Tous les par­tis poli­tiques s’influencent mutuel­le­ment. Les par­tis réagissent en fonc­tion de l’environnement dans lequel ils évo­luent, que ce soit en sui­vant le com­por­te­ment ou les idées d’autres par­tis ou, au contraire, en pre­nant clai­re­ment une direc­tion oppo­sée afin de se dis­tin­guer. Le VB et la N‑VA se situent du même côté du spectre idéo­lo­gique, du côté droit. Il est donc logique qu’il y ait des sujets et des pré­oc­cu­pa­tions com­munes aux deux for­ma­tions. De plus, outre leurs prises de posi­tion socio-éco­no­miques, les deux par­tis sont de ten­dance natio­na­liste fla­mande.

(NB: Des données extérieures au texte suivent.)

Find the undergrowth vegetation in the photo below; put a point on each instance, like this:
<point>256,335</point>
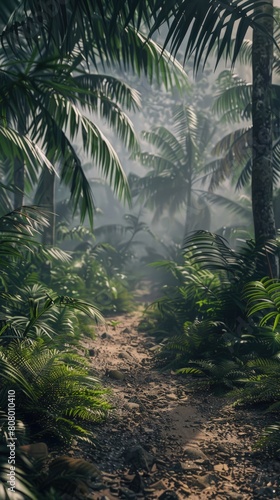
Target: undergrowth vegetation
<point>58,398</point>
<point>218,321</point>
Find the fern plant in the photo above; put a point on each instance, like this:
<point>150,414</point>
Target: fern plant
<point>203,316</point>
<point>56,395</point>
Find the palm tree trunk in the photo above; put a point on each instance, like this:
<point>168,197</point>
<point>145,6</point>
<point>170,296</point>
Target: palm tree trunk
<point>19,169</point>
<point>48,202</point>
<point>262,178</point>
<point>18,182</point>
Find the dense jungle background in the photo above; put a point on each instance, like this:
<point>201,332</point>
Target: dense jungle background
<point>139,217</point>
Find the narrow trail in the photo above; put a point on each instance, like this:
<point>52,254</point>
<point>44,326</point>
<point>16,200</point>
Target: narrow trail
<point>162,440</point>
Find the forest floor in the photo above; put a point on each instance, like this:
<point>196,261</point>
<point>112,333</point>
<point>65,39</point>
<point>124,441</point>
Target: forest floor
<point>165,440</point>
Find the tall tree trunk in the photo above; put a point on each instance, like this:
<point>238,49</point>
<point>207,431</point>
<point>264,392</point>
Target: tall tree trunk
<point>48,202</point>
<point>19,170</point>
<point>262,172</point>
<point>18,182</point>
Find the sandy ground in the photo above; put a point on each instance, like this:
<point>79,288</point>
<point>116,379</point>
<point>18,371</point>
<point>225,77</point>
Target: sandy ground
<point>162,439</point>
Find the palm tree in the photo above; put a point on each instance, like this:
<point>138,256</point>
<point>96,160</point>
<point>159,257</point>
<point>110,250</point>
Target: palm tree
<point>176,171</point>
<point>109,32</point>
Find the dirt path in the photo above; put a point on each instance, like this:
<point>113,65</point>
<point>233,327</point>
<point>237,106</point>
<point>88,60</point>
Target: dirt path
<point>164,441</point>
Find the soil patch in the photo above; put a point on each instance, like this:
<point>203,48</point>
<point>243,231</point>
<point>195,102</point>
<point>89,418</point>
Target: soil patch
<point>162,439</point>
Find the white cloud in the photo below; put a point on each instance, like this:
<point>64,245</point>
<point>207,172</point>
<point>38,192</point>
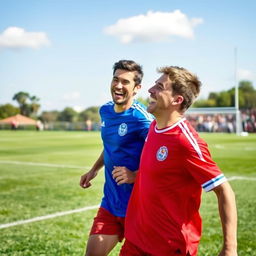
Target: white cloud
<point>78,108</point>
<point>71,96</point>
<point>15,37</point>
<point>154,26</point>
<point>243,74</point>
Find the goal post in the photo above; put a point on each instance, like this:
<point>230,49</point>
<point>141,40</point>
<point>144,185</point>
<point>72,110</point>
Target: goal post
<point>216,119</point>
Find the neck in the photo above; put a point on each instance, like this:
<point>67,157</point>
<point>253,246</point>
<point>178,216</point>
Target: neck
<point>122,108</point>
<point>164,121</point>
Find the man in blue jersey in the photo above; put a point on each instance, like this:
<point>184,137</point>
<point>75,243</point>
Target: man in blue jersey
<point>124,128</point>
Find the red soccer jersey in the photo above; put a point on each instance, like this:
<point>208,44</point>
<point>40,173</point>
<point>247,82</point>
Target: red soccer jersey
<point>163,212</point>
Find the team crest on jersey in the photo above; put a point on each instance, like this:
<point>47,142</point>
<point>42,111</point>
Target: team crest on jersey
<point>122,130</point>
<point>162,153</point>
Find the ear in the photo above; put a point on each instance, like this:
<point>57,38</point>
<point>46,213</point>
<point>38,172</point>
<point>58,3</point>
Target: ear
<point>178,99</point>
<point>136,88</point>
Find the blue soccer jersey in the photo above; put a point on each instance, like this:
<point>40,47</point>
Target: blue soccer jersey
<point>123,136</point>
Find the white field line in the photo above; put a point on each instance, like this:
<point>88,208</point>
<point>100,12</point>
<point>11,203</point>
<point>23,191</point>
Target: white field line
<point>58,214</point>
<point>242,178</point>
<point>43,164</point>
<point>50,216</point>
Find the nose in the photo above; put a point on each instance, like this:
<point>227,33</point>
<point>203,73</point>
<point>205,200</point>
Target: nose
<point>118,85</point>
<point>151,89</point>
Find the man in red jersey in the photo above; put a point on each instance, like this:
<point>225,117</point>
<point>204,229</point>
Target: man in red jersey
<point>163,212</point>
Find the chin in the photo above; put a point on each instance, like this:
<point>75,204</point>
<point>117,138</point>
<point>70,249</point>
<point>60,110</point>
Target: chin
<point>150,110</point>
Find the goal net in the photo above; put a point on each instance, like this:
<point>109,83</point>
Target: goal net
<point>215,119</point>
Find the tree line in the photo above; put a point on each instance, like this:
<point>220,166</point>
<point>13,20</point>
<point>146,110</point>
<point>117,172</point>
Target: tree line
<point>29,105</point>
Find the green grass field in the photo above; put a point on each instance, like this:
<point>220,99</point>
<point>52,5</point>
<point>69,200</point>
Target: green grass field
<point>40,172</point>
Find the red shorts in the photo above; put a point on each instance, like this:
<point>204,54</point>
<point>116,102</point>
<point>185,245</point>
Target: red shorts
<point>130,249</point>
<point>106,223</point>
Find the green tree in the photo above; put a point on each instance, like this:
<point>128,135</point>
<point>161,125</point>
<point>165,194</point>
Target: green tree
<point>68,115</point>
<point>29,105</point>
<point>49,116</point>
<point>22,98</point>
<point>7,110</point>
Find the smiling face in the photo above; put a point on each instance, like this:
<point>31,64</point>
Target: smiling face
<point>123,89</point>
<point>162,99</point>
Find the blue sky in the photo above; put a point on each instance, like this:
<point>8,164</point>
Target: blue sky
<point>63,51</point>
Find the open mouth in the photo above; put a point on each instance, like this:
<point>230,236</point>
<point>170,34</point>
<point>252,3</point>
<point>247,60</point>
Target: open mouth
<point>152,101</point>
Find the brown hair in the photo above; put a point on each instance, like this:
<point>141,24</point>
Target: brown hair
<point>183,83</point>
<point>130,65</point>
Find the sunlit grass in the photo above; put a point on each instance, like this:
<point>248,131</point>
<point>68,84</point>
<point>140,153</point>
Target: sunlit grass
<point>28,191</point>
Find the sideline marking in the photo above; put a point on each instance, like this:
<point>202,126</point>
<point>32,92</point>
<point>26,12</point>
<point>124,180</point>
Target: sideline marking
<point>50,216</point>
<point>58,214</point>
<point>241,178</point>
<point>43,164</point>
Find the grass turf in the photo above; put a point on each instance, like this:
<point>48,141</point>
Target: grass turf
<point>28,191</point>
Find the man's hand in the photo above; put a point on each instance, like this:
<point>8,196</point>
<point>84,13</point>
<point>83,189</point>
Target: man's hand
<point>228,252</point>
<point>123,175</point>
<point>86,178</point>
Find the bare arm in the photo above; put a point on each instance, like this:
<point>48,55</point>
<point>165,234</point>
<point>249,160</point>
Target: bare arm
<point>87,177</point>
<point>228,216</point>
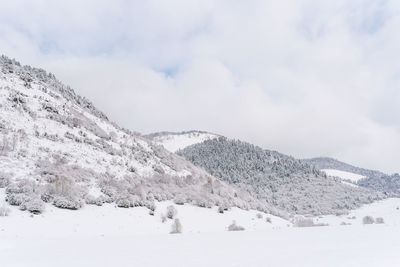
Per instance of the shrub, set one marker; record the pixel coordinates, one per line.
(368, 220)
(171, 212)
(4, 210)
(34, 205)
(4, 179)
(67, 203)
(221, 209)
(91, 200)
(16, 199)
(176, 227)
(300, 221)
(235, 227)
(123, 202)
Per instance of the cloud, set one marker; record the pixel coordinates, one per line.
(307, 78)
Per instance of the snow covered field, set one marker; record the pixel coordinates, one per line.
(109, 236)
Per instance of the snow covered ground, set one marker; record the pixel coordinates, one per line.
(176, 141)
(109, 236)
(343, 175)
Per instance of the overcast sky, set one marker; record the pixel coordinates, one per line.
(307, 78)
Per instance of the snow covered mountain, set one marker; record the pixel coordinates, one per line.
(56, 147)
(388, 184)
(287, 183)
(176, 141)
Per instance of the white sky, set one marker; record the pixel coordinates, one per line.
(307, 78)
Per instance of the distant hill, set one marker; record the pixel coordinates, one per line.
(56, 147)
(283, 181)
(388, 184)
(176, 141)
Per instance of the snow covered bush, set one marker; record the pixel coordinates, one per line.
(235, 227)
(171, 212)
(300, 221)
(91, 200)
(124, 202)
(368, 220)
(4, 179)
(163, 218)
(34, 205)
(221, 209)
(4, 210)
(176, 227)
(65, 202)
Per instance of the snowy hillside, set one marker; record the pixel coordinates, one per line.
(176, 141)
(55, 147)
(376, 180)
(343, 175)
(280, 180)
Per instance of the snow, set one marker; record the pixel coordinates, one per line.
(109, 236)
(343, 175)
(175, 141)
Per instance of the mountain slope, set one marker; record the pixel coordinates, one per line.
(56, 147)
(277, 179)
(176, 141)
(388, 184)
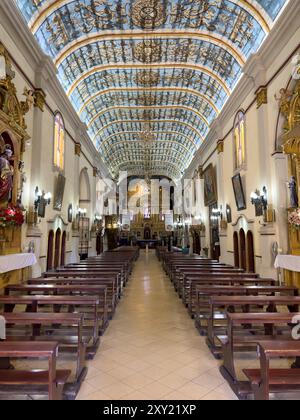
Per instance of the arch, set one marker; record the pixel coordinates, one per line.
(236, 249)
(141, 107)
(50, 250)
(63, 249)
(57, 248)
(243, 256)
(84, 186)
(250, 252)
(155, 89)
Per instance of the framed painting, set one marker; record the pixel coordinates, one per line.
(59, 192)
(210, 186)
(239, 192)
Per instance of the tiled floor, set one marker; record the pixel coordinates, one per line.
(151, 349)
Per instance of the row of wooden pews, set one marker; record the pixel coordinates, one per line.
(57, 321)
(242, 316)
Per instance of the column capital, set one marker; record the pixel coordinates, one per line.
(77, 149)
(39, 99)
(220, 146)
(261, 96)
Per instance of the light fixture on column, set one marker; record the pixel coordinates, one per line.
(260, 201)
(82, 212)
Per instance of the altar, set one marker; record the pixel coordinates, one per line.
(15, 268)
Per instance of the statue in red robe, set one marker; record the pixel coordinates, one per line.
(6, 175)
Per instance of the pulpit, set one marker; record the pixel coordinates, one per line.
(290, 109)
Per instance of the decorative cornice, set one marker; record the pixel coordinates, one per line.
(220, 146)
(39, 99)
(261, 96)
(243, 216)
(77, 149)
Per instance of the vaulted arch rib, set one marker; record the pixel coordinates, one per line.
(255, 10)
(111, 146)
(214, 39)
(155, 158)
(196, 67)
(149, 107)
(155, 89)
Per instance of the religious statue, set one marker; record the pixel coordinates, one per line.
(6, 174)
(293, 192)
(22, 181)
(284, 104)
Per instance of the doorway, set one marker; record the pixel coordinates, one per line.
(250, 252)
(50, 251)
(236, 249)
(243, 257)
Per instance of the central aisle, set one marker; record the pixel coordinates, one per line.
(151, 349)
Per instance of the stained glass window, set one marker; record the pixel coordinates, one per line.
(239, 140)
(59, 142)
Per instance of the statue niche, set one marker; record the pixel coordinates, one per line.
(13, 137)
(290, 109)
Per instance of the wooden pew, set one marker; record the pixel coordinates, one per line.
(234, 342)
(205, 292)
(67, 344)
(88, 304)
(190, 283)
(74, 290)
(109, 282)
(266, 381)
(50, 382)
(87, 275)
(241, 304)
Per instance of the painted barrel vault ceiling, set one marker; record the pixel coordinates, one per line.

Il va donc de soi qu’il existe des phé­no­mènes d’influence mutuelle. Ces deux par­tis ont tou­te­fois inté­rêt à res­ter dis­tincts l’un de l’autre afin de ne pas perdre leur élec­to­rat au pro­fit de leur concur­rent. Ain­si, le VB s’affiche davan­tage comme un par­ti anti-esta­blish­ment (qui n’a jamais ou presque par­ti­ci­pé à un exé­cu­tif, par exemple) tan­dis que la N‑VA capi­ta­lise sur ses résul­tats en tant que membre de gouvernement.

Le cordon sanitaire est-il menacé ?

Il est impor­tant de dis­tin­guer deux sortes de cor­don sani­taire : le poli­tique et le média­tique. Le cor­don sani­taire poli­tique existe en théo­rie sur l’ensemble de la Bel­gique. Il date des années 1980 quand les dif­fé­rents par­tis poli­tiques belges, et prin­ci­pa­le­ment les par­tis fla­mands — car c’est là que l’extrême droite était plus pré­sente — ont signé un accord afin de ne pas col­la­bo­rer avec le VB. Ce cor­don sani­taire a été plus ou moins res­pec­té, à quelques excep­tions près au niveau local. C’est ce cor­don qui menace de se bri­ser si le VB entre dans une coa­li­tion au niveau régio­nal ou fédé­ral, ce qui semble tou­te­fois encore loin d’être le cas. Le cor­don sani­taire média­tique est d’un autre ordre : il s’agit d’un accord entre organes de presse de ne pas mettre en avant les idées d’extrême droite. Ce cor­don est d’ores et déjà bri­sé en Flandre car les per­son­na­li­tés du VB inter­viennent régu­liè­re­ment dans les médias. En Bel­gique fran­co­phone par contre, le cor­don média­tique tient tou­jours, via le refus des médias de lais­ser inter­ve­nir une per­son­na­li­té d’extrême droite en direct. Cette pré­cau­tion per­met aux médias de contrô­ler les dires poten­tiel­le­ment indé­si­rables de ces hommes et femmes politiques.